Lawmakers consider closing book on court records
Advocates for open access to court records are rallying to defeat measures in two states to seal arrest and search warrants from public view.
A Texas judicial committee, after pressure from Freedom-of-Information advocates, scrapped plans to seal arrest and search warrants. But one FOI expert says the state still has questionable measures in the new guidelines.
Maryland lawmakers, meanwhile, have not given up their efforts to seal court records from public inspection.
The Texas Judicial Council's Committee on Court Records originally drafted guidelines for state courts that would have authorized judges to block the disclosure of search and arrest warrants to the public. State District Judge Mike Wood, committee chairman, last week eliminated that provision, saying that it was never the group's intention to “change existing law.”
According to FOI advocate Walt Borges, criticism from news groups and community activists prompted the committee to back down.
But Borges, director of Court Watch, a judicial-monitoring program of Texas Citizen Action, said that provisions remain in the proposed guidelines which give judges the power to deny requests for information if they believe the person requesting the information is harassing the court or interfering with its operations.
“Who determines when someone is 'harassing the court?'” Borges asked. Also, Borges insists that judges need to address the excessive costs that some courts charge for copying documents or providing access to court records.
The full judicial council is scheduled to discuss the guidelines April 16.
Meanwhile, in Maryland legislation proposed by Gov.

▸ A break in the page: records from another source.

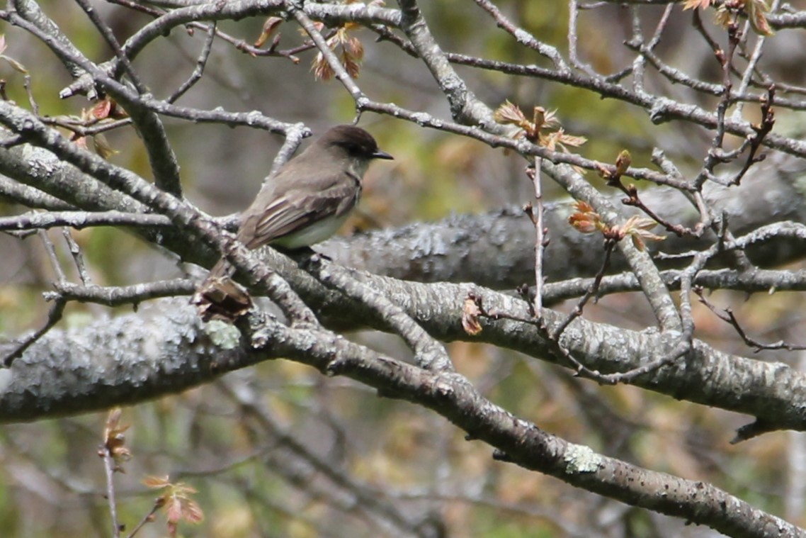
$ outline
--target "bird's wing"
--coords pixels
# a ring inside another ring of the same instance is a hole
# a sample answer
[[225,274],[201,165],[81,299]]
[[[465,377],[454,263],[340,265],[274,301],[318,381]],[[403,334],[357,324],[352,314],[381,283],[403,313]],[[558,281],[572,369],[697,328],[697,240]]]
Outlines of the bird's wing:
[[263,211],[250,211],[239,236],[247,247],[257,248],[323,219],[344,215],[355,205],[359,190],[359,183],[347,174],[324,190],[289,190]]

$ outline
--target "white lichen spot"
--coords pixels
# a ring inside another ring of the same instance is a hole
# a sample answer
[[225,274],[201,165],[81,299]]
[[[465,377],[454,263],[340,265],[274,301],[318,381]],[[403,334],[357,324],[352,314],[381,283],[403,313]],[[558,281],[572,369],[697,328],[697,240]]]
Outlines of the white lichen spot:
[[222,349],[235,349],[240,344],[241,332],[219,319],[206,323],[204,331],[210,340]]
[[515,30],[514,35],[515,39],[517,40],[517,42],[521,44],[526,45],[532,42],[533,38],[529,35],[529,32],[525,30],[521,30],[521,28]]
[[582,444],[568,444],[565,450],[566,474],[578,473],[595,473],[599,469],[601,456],[589,447]]

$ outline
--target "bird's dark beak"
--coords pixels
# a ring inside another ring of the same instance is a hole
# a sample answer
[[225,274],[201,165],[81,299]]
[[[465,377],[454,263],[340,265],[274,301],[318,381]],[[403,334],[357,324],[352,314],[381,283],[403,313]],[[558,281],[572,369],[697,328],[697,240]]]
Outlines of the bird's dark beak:
[[380,149],[376,150],[376,152],[374,153],[372,153],[372,158],[373,159],[392,159],[392,160],[394,160],[393,156],[392,156],[391,155],[389,155],[386,152],[381,151]]

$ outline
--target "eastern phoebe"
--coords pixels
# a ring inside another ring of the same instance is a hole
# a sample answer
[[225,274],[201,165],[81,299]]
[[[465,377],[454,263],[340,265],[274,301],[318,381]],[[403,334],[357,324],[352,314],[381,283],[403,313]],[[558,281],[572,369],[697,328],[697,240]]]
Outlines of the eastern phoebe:
[[[347,219],[361,195],[361,180],[373,159],[392,159],[372,136],[352,125],[327,131],[283,166],[241,215],[238,240],[248,248],[264,244],[291,251],[329,238]],[[222,258],[199,287],[199,304],[226,276]],[[218,286],[220,287],[220,286]],[[227,292],[228,293],[228,292]]]

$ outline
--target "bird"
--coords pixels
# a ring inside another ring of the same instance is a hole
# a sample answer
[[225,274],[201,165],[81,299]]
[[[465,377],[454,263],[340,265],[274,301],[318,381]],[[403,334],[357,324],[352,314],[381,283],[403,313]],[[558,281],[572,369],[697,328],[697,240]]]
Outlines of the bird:
[[[289,160],[269,179],[240,216],[236,237],[247,248],[269,244],[285,252],[310,249],[334,234],[358,203],[361,182],[376,159],[393,159],[367,131],[337,125]],[[193,302],[202,315],[210,302],[231,294],[221,283],[231,270],[226,258],[213,267]],[[210,293],[218,288],[218,293]],[[217,310],[217,309],[216,309]],[[206,316],[206,317],[209,317]]]

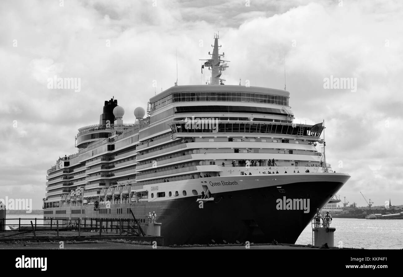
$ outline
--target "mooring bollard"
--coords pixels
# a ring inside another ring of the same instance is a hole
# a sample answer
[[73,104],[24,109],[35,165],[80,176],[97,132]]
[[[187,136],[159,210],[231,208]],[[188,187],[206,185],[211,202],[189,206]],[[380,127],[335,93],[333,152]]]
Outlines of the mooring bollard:
[[33,237],[36,239],[36,234],[35,233],[35,229],[33,228],[33,224],[32,224],[32,221],[31,221],[31,227],[32,227],[32,231],[33,232]]

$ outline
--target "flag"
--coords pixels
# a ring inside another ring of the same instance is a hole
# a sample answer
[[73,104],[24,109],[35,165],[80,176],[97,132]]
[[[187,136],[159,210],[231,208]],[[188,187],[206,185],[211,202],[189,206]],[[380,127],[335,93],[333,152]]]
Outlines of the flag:
[[317,124],[315,124],[311,128],[311,131],[312,133],[320,133],[322,131],[323,129],[323,123],[321,122]]

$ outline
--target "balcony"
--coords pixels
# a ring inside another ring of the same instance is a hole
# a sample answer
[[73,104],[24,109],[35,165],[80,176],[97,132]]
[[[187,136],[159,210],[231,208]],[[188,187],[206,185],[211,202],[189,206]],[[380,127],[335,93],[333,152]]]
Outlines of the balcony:
[[64,180],[68,180],[69,178],[67,177],[60,177],[60,178],[58,178],[55,180],[52,180],[52,181],[48,181],[46,182],[46,185],[49,185],[51,184],[54,184],[58,182],[61,182]]
[[95,180],[95,179],[108,179],[109,176],[108,174],[97,174],[96,175],[92,176],[87,176],[85,177],[85,181],[88,182],[89,181],[91,180]]
[[[177,162],[180,160],[187,160],[188,159],[192,158],[191,154],[189,154],[188,155],[185,155],[184,156],[181,156],[179,157],[175,157],[175,158],[170,158],[166,159],[165,160],[162,160],[157,161],[157,166],[162,165],[164,165],[167,163],[169,163],[170,162]],[[139,170],[140,169],[142,169],[145,168],[152,168],[153,166],[153,163],[152,161],[151,161],[151,162],[148,162],[144,165],[139,165],[136,166],[136,169],[137,170]]]
[[105,185],[106,185],[106,184],[105,183],[100,183],[99,182],[94,183],[92,184],[86,184],[85,185],[85,189],[87,190],[90,188],[104,187]]
[[136,147],[136,149],[139,150],[140,149],[143,149],[146,147],[148,147],[153,145],[155,145],[156,144],[158,144],[159,143],[161,143],[162,142],[169,142],[172,141],[171,140],[170,137],[162,137],[159,140],[153,140],[152,142],[150,141],[149,140],[147,140],[148,142],[143,142],[143,144],[141,144],[138,146]]
[[133,151],[130,151],[129,152],[126,152],[126,153],[124,153],[122,154],[119,154],[117,156],[115,156],[113,157],[114,160],[117,160],[118,159],[120,159],[121,158],[123,158],[123,157],[129,157],[129,156],[133,156],[136,154],[136,151],[135,149],[133,149]]
[[100,158],[91,161],[91,162],[87,162],[85,163],[85,166],[88,167],[91,165],[94,165],[101,162],[107,162],[110,160],[109,158]]
[[194,165],[191,167],[182,167],[176,169],[170,169],[169,170],[164,170],[157,172],[152,172],[151,173],[147,173],[145,174],[142,174],[141,175],[138,174],[136,179],[138,181],[143,179],[145,179],[147,178],[150,178],[150,177],[157,177],[158,176],[162,176],[165,175],[170,175],[171,174],[183,173],[184,172],[187,172],[188,171],[192,171],[195,170],[197,170],[197,167]]
[[118,168],[120,167],[123,167],[124,165],[134,165],[136,163],[135,159],[131,160],[128,160],[126,162],[120,162],[117,164],[115,164],[114,165],[114,167]]
[[138,161],[141,160],[145,159],[146,158],[148,158],[148,157],[151,157],[153,156],[156,156],[162,154],[166,154],[168,152],[174,151],[174,150],[177,150],[178,149],[180,149],[183,148],[185,148],[186,147],[186,144],[185,143],[177,144],[177,145],[174,145],[169,147],[166,147],[161,150],[156,150],[156,151],[152,151],[150,153],[147,153],[143,155],[139,155],[137,157],[137,160]]

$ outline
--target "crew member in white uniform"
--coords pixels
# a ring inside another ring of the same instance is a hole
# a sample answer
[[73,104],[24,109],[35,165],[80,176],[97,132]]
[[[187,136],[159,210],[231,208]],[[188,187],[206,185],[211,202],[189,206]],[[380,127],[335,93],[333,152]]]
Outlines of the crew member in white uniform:
[[322,218],[322,215],[319,211],[315,215],[315,222],[316,228],[320,227],[320,219]]
[[329,213],[329,211],[325,214],[325,227],[329,228],[329,225],[332,223],[332,216]]

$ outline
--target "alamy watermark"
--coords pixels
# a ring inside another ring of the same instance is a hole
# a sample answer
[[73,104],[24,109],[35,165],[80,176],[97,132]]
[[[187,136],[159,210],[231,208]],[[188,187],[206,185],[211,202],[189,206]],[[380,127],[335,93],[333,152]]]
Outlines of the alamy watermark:
[[50,90],[74,89],[75,92],[81,91],[81,78],[58,78],[55,75],[53,78],[48,78],[48,88]]
[[8,198],[6,196],[6,199],[0,198],[0,210],[25,210],[27,214],[32,212],[32,199],[17,199]]
[[348,89],[351,92],[357,91],[357,78],[339,78],[330,75],[323,78],[323,88],[330,90]]
[[192,116],[191,119],[187,117],[185,121],[186,123],[185,124],[185,128],[187,130],[211,130],[213,133],[218,131],[218,119],[204,117],[195,118],[194,116]]
[[291,199],[287,198],[285,196],[283,197],[283,199],[278,198],[276,202],[276,208],[277,210],[303,210],[304,213],[309,213],[310,199],[301,198]]

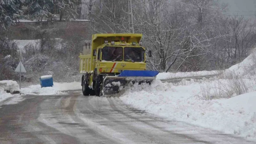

Parris N. Glendening would prohibit the public from access to criminal arrest warrants before they are served on the accused.
The measure, prompted by newspaper articles about lawyers who use the information to solicit clients, was supported last week by both the state Senate and House of Delegates.
Jim Keat, Maryland's Project Sunshine chairman for the Society of Professional Journalists, said that the media and the public are suffering from the misuse of information that has always been available to them.
News organizations “understand the problem: the information was being abused by private lawyers looking for clients,” Keat said. “But now the public is being penalized.”
Keat, a retired newspaper editor, said: “We don't say 'press;' we take the position that it's the public's right of access. …It's a 'public' right.””
If the legislation wins final approval, it will take effect June 1.